Per me è stato un banco di prova che ha ulteriormente forgiato aspetti del mio carattere, merito soprattutto di questa crisi che, al di là di ogni statistica, ha messo in ginocchio anche i migliori di noi. Non parlo solo delle aziende che chiudono o della mancanza di denaro, si badi bene, ma anche della perenne sfiducia seminata e raccolta in questi anni dai politici, dai banchieri, dalle Istituzioni e anche dai nostri stessi comportamenti, spesso incivili o autolesionisti, che continuiamo caparbiamente a serbare. Così mi sono spesso trovato, come tante altre persone, a sentire il peso di questo sentimento collettivo, ad avere le spalle chine e la testa pesante, ho sentito forte la voglia di mollare e anche quella di scappare da un luogo, una terra, un paese che sentivo infelice e chiuso in se stesso. Ma poi, anche solo per dannata abitudine, è bastato alzare lo sguardo per accorgermi che la vita, l'innata tendenza alla empatia tra i nostri cuori, continuava a cambiare e migliorare le cose. Ho visto un giovane uomo creare la sua nuova famiglia, me stesso programmare e immaginare la mia, ho visto piccoli progetti di cuore e di impresa vincere i tempi e i “frattempo” della terribile macchina burocratica che è diventata l'Italia.

Ho incontrato e vissuto, per piccolo e stravagante caso, spesso in palazzi anonimi, il paradosso di chi aveva creato bolle di realtà dove si produce innovazione, lavoro, cluster di giovani speranze. Ho trovato due persone che si amano, tanto splendidamente pazze da accudire due bambini di pochi mesi e strapparli alla miseria e al degrado scommettendo sull'amore e non sui tanti rischiosi cambiamenti che hanno affrontato e ancora affronteranno. Ho riabbracciato qualche amico che ha preferito la sua amata e terribile terra ad una carriera splendida ma lontana dalle sue radici. Ho poi osservato la nascita e anche la morte di molte iniziative, ma soprattutto la volontà e la forza di chi, continuando a crederci, non si ritiene sconfitto ed insiste nel tentativo di creare il suo futuro. 

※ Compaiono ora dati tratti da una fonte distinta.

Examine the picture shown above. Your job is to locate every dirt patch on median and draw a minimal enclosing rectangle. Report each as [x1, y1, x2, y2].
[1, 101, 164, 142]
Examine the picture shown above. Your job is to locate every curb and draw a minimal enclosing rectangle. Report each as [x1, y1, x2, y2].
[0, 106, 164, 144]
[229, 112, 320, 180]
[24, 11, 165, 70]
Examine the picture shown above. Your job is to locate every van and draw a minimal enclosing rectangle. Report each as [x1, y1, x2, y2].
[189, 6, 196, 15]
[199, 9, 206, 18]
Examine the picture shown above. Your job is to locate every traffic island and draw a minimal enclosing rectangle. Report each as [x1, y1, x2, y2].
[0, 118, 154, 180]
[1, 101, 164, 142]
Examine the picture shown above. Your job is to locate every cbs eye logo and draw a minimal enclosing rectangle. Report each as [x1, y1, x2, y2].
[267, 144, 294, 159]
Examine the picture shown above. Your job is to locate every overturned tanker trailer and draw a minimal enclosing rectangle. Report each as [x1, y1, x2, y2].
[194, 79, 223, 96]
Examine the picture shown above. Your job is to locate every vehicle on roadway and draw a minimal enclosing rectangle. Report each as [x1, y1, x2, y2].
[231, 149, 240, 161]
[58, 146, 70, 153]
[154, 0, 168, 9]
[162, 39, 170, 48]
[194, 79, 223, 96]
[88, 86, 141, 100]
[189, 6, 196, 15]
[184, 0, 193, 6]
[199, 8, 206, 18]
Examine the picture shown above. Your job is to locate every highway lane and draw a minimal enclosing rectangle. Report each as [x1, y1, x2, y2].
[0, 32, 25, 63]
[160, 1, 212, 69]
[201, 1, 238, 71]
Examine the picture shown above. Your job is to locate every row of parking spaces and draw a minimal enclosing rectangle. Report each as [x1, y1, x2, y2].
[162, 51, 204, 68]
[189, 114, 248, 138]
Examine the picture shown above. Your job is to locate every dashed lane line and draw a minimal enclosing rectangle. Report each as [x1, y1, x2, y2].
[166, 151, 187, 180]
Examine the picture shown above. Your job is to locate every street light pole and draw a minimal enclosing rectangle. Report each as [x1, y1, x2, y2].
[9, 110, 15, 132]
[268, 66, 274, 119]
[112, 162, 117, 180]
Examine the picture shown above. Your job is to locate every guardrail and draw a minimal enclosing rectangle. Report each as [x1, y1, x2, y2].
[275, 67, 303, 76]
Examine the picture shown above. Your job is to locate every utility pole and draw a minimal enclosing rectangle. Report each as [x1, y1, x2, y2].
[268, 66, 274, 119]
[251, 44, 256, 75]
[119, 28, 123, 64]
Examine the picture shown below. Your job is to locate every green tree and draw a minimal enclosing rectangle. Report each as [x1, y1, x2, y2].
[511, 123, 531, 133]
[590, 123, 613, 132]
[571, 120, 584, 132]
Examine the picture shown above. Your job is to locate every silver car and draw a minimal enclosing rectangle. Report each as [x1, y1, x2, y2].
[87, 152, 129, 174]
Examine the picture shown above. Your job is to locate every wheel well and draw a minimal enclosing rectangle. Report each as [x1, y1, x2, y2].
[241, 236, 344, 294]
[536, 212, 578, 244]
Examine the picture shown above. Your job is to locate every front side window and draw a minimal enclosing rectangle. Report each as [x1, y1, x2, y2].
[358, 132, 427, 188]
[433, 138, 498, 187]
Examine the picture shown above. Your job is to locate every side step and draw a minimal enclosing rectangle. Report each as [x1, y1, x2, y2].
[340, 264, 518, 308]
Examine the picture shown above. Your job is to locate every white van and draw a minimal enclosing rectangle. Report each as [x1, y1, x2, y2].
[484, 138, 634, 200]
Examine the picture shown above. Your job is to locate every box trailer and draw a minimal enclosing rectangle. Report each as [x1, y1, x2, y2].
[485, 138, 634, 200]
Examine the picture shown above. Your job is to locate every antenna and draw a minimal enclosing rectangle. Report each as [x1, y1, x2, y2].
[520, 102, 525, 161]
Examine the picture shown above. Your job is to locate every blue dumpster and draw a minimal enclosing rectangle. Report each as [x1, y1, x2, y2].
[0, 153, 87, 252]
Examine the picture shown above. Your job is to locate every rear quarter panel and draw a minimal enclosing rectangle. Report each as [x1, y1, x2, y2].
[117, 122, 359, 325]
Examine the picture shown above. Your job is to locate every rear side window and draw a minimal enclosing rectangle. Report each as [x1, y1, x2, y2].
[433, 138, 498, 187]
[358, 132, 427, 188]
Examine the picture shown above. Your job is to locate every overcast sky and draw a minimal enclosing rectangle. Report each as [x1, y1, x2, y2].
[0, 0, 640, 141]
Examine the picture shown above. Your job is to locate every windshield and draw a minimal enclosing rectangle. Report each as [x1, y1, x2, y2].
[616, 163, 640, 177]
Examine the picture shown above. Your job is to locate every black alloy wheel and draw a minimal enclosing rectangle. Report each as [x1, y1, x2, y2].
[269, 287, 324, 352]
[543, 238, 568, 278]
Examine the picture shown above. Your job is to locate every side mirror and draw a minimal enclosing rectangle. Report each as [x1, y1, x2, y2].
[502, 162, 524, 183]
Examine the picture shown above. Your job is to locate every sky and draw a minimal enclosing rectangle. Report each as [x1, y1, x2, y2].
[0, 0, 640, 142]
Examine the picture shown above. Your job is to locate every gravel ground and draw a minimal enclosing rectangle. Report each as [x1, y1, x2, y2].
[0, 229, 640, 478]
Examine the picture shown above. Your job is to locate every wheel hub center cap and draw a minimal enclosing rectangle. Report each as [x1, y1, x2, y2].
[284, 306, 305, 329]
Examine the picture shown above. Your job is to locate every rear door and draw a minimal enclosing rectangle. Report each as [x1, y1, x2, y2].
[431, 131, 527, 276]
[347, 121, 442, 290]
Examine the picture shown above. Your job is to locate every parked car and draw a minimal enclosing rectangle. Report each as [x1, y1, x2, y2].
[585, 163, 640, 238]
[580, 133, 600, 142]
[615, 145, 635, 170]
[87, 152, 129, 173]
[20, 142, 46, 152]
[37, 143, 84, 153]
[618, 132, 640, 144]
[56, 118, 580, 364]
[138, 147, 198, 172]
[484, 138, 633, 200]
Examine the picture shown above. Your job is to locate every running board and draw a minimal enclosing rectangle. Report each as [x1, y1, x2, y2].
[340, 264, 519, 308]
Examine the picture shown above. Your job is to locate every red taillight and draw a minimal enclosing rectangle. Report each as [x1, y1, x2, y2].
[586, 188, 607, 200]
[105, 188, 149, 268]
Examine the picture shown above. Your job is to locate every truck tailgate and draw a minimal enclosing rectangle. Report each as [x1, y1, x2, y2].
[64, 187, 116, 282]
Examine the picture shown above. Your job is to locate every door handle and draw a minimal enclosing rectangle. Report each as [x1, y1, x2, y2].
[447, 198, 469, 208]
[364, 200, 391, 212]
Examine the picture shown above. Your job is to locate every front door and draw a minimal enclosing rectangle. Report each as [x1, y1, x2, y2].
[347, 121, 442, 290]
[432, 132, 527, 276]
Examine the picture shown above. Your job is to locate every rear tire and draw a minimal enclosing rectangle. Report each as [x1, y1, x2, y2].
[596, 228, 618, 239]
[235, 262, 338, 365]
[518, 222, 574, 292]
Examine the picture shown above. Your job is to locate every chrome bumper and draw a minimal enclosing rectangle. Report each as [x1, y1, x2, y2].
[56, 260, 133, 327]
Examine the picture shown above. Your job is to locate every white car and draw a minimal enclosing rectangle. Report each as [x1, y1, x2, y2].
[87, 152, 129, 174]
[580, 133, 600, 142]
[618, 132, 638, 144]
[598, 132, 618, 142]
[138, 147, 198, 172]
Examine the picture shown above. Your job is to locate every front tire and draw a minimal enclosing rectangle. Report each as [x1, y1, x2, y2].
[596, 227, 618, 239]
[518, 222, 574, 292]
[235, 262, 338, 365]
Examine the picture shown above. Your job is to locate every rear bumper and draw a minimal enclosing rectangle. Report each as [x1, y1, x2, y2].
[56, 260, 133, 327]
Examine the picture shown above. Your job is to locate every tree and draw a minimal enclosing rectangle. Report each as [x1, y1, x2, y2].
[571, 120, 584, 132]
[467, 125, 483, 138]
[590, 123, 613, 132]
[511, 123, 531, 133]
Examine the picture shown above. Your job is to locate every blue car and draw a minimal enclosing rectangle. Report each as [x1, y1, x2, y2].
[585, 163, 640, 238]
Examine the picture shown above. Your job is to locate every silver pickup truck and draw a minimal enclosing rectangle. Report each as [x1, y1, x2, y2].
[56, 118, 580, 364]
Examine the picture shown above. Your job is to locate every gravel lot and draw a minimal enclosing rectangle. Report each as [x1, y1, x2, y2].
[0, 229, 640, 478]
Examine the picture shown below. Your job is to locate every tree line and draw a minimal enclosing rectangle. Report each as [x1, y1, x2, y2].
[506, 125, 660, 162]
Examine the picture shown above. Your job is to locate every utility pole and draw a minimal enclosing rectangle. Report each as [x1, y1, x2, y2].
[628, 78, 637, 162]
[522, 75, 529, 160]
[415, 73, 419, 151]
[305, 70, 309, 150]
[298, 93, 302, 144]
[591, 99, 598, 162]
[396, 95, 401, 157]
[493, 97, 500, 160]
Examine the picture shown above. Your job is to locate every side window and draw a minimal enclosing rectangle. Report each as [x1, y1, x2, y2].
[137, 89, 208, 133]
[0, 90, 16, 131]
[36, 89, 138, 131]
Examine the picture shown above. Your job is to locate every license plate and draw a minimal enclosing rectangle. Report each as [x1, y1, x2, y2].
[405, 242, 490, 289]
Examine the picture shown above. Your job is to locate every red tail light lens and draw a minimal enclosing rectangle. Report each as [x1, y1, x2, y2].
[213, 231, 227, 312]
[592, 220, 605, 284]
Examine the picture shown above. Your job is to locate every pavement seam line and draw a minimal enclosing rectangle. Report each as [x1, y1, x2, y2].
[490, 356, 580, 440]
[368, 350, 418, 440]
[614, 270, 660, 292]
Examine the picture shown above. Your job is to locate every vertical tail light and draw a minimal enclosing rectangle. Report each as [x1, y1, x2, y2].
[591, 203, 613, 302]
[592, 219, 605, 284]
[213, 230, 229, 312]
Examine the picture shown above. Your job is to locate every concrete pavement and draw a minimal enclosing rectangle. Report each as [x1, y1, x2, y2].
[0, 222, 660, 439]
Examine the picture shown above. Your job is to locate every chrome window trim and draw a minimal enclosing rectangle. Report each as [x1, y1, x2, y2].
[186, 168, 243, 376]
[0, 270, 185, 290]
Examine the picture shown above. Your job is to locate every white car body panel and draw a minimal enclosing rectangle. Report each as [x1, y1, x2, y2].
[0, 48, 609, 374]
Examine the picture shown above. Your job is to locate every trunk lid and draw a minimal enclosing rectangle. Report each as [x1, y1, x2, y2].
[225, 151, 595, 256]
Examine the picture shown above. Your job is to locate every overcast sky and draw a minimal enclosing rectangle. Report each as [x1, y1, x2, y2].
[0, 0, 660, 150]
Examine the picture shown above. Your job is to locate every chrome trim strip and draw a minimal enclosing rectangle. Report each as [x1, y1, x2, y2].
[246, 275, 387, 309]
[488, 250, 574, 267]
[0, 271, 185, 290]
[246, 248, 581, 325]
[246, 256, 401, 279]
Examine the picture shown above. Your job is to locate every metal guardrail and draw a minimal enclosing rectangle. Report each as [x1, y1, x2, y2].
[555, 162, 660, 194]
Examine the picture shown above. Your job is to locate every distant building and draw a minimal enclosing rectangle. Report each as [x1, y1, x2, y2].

Ho infine ascoltato il mio cuore. L’ho fatto tutte le volte che sembrava mancasse un battito per la paura e lo scoramento e ho scoperto che il rumore non spariva. Diventava solo più greve e profondo, nel tentativo di prendere la rincorsa necessaria, per darmi più energia. Ho scoperto infine che ogni disperazione può diventare speranza, ogni paura ardimento, ogni mancanza può trasformarsi in un'occasione per migliorare le cose. Quindi non molliamo, lo so, è difficile, ma se cercate, vedrete che non siete soli, troverete nei piccoli gesti degli altri i semi dei grandi mutamenti. E vi accorgerete che, se mettiamo amore anche nel nostro piccolo lavoro, nel nostro essere persone e che se a questo aggiungiamo la meraviglia di essere italiani e la rabbia sacrosanta per le cose che non vanno, alla fine cambieremo tante cose, anche quel destino che a volte sembra essere segnato e che invece non ha ancora scritto nessuno. Perché ci saranno pure penne pronte a disegnarlo, ma l'inchiostro siamo e restiamo senza dubbio noi.